- Interactive map of the mountain

Highest point
- Elevation: 1,948 m (6,391 ft)
- Prominence: 209 m (686 ft)
- Parent peak: Trolltinden
- Isolation: 1.6 km (0.99 mi)
- Coordinates: 61°53′27″N 9°41′59″E﻿ / ﻿61.89093°N 9.69985°E

Geography
- Location: Innlandet, Norway
- Parent range: Rondane
- Topo map: 1718 I Rondane

= Ljosåbelgen =

Mountain in Innlandet, Norway

Ljosåbelgen is a mountain in Sel Municipality in Innlandet county, Norway. The 1948 m tall mountain is located in the Rondane mountains within Rondane National Park. The mountain sits about 20 km northeast of the town of Otta.
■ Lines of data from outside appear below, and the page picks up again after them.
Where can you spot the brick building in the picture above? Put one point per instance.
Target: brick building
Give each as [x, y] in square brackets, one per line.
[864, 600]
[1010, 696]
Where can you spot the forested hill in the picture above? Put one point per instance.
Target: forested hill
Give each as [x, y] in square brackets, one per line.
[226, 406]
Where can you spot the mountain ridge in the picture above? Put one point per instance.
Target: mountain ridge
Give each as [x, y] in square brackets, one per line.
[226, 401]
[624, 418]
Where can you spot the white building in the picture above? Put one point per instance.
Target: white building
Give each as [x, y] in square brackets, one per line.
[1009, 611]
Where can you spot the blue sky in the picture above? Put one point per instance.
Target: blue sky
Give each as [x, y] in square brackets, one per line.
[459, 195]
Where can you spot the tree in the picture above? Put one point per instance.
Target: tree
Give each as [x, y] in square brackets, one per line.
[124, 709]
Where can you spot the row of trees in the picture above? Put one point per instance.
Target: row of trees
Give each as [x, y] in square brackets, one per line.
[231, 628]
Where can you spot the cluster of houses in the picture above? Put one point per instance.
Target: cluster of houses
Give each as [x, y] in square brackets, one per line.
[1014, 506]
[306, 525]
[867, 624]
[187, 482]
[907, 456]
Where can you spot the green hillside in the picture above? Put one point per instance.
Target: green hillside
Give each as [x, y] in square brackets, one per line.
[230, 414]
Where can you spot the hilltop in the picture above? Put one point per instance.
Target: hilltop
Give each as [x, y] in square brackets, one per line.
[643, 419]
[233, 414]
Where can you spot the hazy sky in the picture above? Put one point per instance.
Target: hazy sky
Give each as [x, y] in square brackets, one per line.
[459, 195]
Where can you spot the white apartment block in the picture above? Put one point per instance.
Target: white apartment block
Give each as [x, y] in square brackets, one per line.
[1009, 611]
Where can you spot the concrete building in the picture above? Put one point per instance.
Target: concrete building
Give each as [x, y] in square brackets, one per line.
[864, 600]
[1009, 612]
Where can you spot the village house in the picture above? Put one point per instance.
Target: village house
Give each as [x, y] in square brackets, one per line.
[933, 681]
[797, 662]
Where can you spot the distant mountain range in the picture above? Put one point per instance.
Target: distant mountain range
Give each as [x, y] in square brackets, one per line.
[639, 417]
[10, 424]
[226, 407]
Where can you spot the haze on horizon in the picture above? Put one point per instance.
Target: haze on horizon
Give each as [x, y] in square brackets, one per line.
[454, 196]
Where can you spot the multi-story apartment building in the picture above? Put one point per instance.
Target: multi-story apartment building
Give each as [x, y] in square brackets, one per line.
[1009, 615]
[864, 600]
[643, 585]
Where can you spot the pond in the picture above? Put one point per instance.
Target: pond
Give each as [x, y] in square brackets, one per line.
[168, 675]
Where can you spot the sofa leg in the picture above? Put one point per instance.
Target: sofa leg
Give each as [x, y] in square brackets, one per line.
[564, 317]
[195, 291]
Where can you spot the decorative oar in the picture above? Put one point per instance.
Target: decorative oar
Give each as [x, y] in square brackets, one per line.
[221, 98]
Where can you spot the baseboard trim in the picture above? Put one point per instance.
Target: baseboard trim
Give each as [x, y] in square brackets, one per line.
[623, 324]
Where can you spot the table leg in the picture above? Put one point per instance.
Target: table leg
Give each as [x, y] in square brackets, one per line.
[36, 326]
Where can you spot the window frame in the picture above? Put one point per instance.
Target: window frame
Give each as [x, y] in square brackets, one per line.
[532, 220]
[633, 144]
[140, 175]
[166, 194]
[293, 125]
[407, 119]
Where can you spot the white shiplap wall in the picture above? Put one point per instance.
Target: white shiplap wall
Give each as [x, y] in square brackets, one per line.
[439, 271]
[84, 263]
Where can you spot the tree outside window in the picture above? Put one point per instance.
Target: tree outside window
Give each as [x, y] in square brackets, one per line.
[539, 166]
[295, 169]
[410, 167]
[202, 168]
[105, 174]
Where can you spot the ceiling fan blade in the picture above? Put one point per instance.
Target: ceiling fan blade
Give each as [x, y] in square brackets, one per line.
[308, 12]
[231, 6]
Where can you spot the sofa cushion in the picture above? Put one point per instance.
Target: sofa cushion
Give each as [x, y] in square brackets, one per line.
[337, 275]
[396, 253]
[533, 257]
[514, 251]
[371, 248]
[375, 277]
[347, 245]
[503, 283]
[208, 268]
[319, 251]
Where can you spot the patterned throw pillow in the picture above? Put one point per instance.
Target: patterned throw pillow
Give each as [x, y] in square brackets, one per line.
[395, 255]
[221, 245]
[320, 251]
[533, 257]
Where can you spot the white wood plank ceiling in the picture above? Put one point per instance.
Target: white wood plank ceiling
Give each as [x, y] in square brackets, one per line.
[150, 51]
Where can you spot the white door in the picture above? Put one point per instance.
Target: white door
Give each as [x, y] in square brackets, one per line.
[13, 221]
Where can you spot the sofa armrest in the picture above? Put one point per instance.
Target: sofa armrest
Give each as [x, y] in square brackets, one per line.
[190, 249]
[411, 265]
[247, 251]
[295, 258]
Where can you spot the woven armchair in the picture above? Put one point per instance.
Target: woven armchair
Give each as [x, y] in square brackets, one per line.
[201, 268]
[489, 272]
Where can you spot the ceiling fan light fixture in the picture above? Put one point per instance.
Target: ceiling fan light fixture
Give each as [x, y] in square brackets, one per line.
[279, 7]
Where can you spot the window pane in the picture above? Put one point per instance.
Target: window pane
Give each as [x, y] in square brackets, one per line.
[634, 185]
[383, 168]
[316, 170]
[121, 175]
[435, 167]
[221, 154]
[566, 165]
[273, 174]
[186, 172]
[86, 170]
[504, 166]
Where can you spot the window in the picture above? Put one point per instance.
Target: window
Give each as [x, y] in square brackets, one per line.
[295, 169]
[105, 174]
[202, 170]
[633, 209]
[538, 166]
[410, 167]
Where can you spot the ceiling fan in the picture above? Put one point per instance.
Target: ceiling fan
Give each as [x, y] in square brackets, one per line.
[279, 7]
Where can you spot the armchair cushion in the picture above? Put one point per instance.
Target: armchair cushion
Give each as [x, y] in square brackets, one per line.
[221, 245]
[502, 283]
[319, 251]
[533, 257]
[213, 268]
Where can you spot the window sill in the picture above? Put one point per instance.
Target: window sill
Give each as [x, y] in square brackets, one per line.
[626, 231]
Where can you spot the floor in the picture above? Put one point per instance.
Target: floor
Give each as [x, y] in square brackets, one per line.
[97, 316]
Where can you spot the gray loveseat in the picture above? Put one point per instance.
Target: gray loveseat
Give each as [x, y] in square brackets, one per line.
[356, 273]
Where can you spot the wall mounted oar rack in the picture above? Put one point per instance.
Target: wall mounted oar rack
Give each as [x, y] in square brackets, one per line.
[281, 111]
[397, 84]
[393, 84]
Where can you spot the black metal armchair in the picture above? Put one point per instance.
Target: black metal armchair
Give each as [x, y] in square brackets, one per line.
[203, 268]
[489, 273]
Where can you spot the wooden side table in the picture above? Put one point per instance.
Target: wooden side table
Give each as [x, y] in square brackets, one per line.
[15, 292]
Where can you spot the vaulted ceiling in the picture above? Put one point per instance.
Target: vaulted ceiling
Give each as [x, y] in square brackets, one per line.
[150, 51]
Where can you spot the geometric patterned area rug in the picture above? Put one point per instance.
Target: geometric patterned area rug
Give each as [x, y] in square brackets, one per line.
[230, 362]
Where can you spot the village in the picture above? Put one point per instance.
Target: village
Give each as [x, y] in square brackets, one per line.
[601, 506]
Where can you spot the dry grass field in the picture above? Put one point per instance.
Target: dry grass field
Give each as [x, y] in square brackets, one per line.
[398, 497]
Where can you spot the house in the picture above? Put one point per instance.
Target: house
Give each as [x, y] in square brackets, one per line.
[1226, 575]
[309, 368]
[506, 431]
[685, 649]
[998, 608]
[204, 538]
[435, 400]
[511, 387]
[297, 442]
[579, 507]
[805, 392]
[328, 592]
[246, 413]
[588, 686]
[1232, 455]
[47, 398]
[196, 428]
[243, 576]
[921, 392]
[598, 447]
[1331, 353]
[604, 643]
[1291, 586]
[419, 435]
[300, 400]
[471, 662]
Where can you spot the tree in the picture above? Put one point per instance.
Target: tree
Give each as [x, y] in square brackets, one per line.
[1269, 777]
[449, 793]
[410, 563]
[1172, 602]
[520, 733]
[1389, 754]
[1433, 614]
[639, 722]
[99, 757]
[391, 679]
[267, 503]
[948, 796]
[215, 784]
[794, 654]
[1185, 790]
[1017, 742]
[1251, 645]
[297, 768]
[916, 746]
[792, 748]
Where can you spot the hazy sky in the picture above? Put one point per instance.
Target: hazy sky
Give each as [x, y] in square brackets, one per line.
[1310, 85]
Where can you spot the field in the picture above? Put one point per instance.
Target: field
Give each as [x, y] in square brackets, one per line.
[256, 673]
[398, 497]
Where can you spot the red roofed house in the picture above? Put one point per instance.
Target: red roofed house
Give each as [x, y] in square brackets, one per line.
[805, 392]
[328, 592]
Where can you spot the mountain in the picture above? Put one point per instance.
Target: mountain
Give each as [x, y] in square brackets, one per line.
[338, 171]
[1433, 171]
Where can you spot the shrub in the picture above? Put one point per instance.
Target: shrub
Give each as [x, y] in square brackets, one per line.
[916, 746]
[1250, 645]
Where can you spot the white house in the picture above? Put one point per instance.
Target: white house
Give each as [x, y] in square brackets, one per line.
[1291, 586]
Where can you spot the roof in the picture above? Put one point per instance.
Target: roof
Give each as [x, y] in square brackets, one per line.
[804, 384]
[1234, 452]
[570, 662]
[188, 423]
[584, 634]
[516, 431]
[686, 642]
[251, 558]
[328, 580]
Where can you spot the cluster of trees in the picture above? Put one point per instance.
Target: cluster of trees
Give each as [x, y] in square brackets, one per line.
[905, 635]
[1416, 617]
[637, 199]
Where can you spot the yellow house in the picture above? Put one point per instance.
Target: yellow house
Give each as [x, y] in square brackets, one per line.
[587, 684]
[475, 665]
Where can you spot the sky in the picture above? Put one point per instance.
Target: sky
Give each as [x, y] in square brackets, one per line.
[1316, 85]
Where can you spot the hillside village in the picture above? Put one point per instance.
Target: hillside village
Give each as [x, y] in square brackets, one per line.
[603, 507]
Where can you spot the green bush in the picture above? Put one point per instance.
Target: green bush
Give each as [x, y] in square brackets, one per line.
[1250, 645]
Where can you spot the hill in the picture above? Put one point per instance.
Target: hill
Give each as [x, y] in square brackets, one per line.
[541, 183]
The mountain is surrounded by several other notable mountains including Sagtindan and Indre Bråkdalshøe to the northwest, Bråkdalsbelgen to the west, Smiukampen to the southwest, Hoggbeitet and Steet to the northeast, and Trolltinden to the north.

==Name==
According to the Norwegian Mapping Authority, the mountain is officially named Ljosåbelgen. There are also two other officially accepted names that are allowed for use, but they are not the main official name. The other names are Hammaren and Sukkertoppen. Hammaren is an old name for the mountain which is actually a short form of Smedhaammaaren or Smiuhammaren. Those names are not officially used anymore.